Francisco mandou pois preparar um presépio e trazer muito feno, juntamente com um burrinho e um boi, dispondo tudo ordenadamente; reuniram-se os irmãos chamados dos diversos lugares; acorreu o povo, ressoaram vozes de júbilo por toda parte e a multidão de luzes e archotes resplandecentes juntamente com os cânticos sonoros que brotavam dos peitos simples e piedosos transformaram aquela noite num dia claro, esplêndido e festivo. E Francisco lá estava diante do rústico presépio em êxtase, banhado de lágrimas e cheio de gozo celestial. Principiou então a missa solene, na qual Francisco, que oficiava como diácono, cantou o Evangelho.
Pregou em seguida ao povo e falou-lhe do nascimento do Rei pobre a quem ele chamava com ternura e amor de Menino de Belém.
Havia entre os assistentes um soldado muito piedoso e leal que, movido por seu amor a Cristo, renunciou à milícia secular e se uniu estreitamente ao servo de Deus.
Chamava-se João de Greccio, que afirmou ter visto no presépio, reclinado e dormindo, um menino extremamente lindo, ao qual tomou entre seus braços o bem-aventurado Francisco, como se quisesse despertá-lo suavemente do sono.

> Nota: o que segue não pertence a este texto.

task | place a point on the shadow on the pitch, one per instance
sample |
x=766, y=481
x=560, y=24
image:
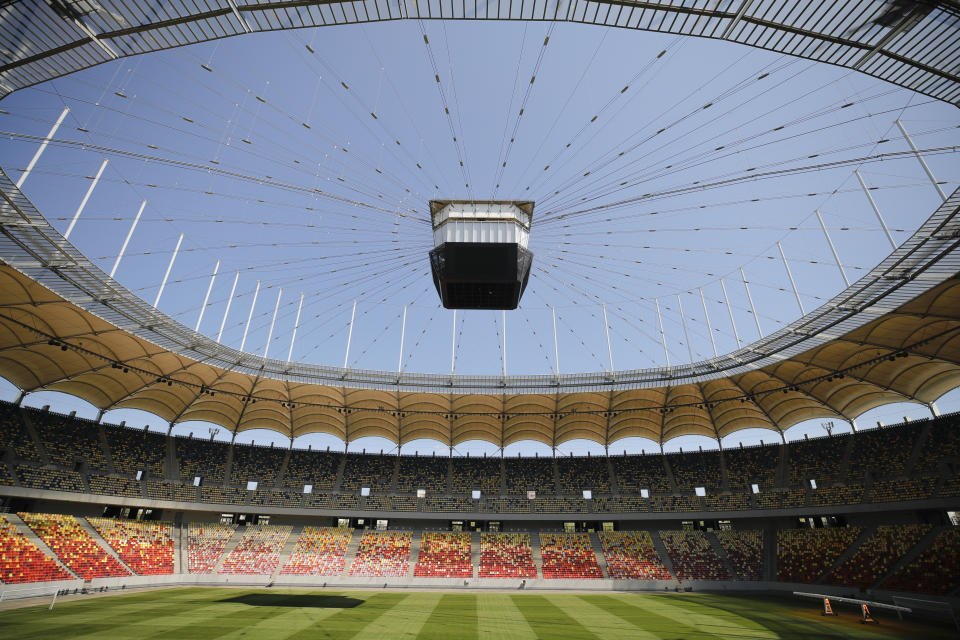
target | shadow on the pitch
x=315, y=601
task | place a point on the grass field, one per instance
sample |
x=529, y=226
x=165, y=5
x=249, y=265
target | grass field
x=273, y=614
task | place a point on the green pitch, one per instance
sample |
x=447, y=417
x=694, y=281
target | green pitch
x=260, y=614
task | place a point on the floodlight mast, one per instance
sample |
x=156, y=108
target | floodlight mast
x=480, y=258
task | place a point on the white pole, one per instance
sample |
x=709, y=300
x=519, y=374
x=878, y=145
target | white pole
x=606, y=328
x=273, y=321
x=403, y=334
x=733, y=324
x=556, y=351
x=663, y=336
x=453, y=345
x=876, y=209
x=246, y=328
x=833, y=250
x=296, y=325
x=229, y=301
x=793, y=284
x=163, y=283
x=353, y=315
x=83, y=203
x=127, y=240
x=753, y=309
x=706, y=316
x=683, y=322
x=206, y=298
x=923, y=163
x=43, y=146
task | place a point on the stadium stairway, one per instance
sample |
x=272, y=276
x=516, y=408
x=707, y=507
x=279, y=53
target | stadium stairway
x=911, y=554
x=351, y=553
x=662, y=553
x=848, y=553
x=537, y=555
x=97, y=538
x=597, y=547
x=288, y=549
x=718, y=549
x=32, y=536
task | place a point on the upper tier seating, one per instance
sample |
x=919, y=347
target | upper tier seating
x=577, y=474
x=506, y=555
x=744, y=549
x=260, y=464
x=205, y=544
x=529, y=474
x=316, y=468
x=934, y=570
x=877, y=555
x=22, y=561
x=319, y=552
x=422, y=473
x=69, y=441
x=803, y=555
x=469, y=474
x=372, y=471
x=258, y=551
x=568, y=555
x=444, y=555
x=74, y=546
x=145, y=547
x=641, y=472
x=382, y=554
x=692, y=556
x=631, y=556
x=137, y=450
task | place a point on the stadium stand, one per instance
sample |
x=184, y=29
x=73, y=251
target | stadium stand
x=934, y=571
x=145, y=547
x=258, y=551
x=73, y=545
x=21, y=561
x=803, y=555
x=205, y=545
x=320, y=551
x=744, y=550
x=692, y=556
x=568, y=555
x=444, y=555
x=631, y=555
x=506, y=555
x=877, y=555
x=382, y=553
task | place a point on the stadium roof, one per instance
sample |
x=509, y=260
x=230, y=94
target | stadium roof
x=892, y=336
x=910, y=44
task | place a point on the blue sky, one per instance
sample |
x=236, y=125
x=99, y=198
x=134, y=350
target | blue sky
x=621, y=148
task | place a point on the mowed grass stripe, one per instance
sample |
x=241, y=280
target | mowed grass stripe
x=403, y=621
x=455, y=616
x=549, y=621
x=499, y=619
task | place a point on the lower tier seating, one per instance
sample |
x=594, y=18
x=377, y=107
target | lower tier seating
x=319, y=552
x=145, y=547
x=444, y=555
x=506, y=555
x=22, y=561
x=631, y=556
x=744, y=549
x=258, y=551
x=568, y=555
x=803, y=555
x=74, y=546
x=382, y=553
x=205, y=544
x=692, y=556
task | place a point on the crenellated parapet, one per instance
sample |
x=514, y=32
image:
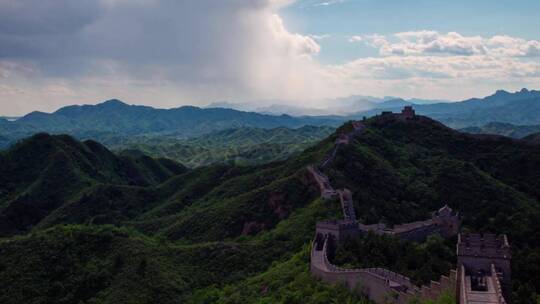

Que esta visão do piedoso soldado é totalmente certa garante-o não só a santidade de quem a teve, como também sua veracidade e a evidenciam os milagres que a seguir se realizaram; pois o exemplo de Francisco, mesmo considerado do ponto de vista humano, tem poder para excitar a fé de Cristo nos corações mais frios. E aquele feno do presépio, cuidadosamente conservado, foi remédio eficaz para curar milagrosamente os animais enfermos e como antídoto contra muitas outras classes de peste.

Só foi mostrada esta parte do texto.